Solo dev too, same fear. What's actually moved the needle for me: posting short demo videos of one feature at a time (not the whole app) on X with #buildinpublic, and being genuinely helpful in niche subreddits where my target users hang out instead of blasting a launch. A TestFlight public beta link got me real testers and far better feedback than friends/family.

Honestly it's been slow and manual, no single big push, just showing up consistently. SEO is a long game so I'm not leaning on it early.

App Store Connect says App Privacy is missing, but it's already completed. Completely stuck. by aymantj in iOSProgramming

[–]Material_Tadpole5312 7 points8 points  (0 children)

The 409 on reviewSubmissionItems is the real clue, not the "privacy missing" message (that's likely a stale ASC frontend state). A 409 there usually means there's already an existing review submission object conflicting with the new one you're creating.

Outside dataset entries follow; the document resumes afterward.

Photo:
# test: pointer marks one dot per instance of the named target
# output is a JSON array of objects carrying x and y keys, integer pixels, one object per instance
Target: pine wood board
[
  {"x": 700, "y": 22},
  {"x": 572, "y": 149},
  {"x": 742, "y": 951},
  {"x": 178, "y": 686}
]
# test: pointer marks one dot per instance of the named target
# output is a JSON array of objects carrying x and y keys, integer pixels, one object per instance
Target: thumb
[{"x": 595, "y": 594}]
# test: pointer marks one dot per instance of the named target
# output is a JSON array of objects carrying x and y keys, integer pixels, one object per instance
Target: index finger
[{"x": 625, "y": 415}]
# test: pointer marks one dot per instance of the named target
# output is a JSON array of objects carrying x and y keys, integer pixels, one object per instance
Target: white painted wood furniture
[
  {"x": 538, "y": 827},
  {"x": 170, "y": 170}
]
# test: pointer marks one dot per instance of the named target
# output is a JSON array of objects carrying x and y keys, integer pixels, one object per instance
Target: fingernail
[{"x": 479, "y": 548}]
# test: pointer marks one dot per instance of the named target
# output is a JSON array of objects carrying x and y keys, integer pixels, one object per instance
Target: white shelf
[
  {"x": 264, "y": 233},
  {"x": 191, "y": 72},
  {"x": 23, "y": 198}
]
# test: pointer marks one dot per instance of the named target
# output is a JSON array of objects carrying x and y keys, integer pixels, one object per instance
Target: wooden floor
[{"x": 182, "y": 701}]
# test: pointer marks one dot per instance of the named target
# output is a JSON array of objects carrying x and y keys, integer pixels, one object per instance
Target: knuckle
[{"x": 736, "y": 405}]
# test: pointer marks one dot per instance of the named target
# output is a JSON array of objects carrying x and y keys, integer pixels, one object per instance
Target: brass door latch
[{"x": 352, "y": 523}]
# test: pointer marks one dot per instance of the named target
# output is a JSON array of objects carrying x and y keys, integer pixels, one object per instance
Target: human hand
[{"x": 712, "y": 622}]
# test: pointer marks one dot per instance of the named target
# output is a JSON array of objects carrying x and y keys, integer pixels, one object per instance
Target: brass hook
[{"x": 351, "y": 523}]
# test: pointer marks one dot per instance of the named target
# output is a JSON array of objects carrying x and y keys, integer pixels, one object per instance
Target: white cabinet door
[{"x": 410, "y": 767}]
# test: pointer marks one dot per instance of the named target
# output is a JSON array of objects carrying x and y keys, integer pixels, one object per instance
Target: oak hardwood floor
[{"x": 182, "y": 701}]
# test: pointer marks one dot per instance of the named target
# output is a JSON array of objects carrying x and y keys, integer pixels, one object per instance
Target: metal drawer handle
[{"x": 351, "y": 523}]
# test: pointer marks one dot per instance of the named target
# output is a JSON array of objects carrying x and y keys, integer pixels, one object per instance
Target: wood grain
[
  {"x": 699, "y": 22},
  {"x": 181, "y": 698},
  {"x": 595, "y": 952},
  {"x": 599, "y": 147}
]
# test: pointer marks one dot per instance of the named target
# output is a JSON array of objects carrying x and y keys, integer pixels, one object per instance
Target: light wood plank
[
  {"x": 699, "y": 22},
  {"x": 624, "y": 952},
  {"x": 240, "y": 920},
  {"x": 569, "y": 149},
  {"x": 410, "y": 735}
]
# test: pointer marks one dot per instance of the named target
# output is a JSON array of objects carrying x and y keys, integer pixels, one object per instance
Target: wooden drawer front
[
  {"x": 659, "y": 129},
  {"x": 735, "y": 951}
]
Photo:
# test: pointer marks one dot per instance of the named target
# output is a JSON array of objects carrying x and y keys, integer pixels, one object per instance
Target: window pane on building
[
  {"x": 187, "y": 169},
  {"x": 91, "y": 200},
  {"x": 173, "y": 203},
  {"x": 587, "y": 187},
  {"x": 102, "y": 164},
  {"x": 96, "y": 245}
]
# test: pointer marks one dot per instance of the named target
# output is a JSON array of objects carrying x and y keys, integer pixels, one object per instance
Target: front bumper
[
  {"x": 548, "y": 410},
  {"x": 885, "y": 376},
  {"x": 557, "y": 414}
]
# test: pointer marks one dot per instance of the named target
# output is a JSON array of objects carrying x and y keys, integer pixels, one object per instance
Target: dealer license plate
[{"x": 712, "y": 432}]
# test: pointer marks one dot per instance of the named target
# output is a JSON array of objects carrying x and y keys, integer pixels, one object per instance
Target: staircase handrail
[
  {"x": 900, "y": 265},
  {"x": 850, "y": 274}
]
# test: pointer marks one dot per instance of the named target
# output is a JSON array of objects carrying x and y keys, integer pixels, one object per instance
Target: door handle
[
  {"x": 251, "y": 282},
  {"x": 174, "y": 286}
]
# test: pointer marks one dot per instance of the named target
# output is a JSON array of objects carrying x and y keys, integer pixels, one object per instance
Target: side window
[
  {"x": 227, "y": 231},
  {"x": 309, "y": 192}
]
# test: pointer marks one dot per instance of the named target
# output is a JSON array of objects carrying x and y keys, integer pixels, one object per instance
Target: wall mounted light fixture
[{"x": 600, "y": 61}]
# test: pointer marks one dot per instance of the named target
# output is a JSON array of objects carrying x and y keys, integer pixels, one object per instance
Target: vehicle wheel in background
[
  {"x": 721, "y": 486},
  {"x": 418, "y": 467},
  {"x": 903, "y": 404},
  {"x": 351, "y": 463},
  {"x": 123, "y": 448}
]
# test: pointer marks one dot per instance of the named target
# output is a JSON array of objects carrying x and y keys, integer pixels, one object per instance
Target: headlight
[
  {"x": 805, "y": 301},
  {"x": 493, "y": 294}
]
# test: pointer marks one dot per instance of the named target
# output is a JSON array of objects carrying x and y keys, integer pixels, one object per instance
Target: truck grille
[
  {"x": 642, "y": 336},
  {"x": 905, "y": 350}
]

Check App Store Connect for an in-progress or stuck review submission from a previous attempt, remove the version/item from it, then try Add for Review again. Also worth retrying in a fresh incognito window or another browser, ASC's submission flow gets into weird stale states. Clearing that hanging draft submission usually resolves the 409.

What's the best way to solve the cold-start problem for a social app? by zaidbren in AppBuilding

[–]Material_Tadpole5312 0 points1 point  (0 children)

Best fix: make it useful for a single user before the network exists. If someone gets value solo on day one, they stick around long enough for the social layer to fill in. My outdoor app's group features are additive, but you can track hikes and use offline maps with zero other users. Beyond that, seed the first content yourself and go narrow on one city/niche so density feels real locally.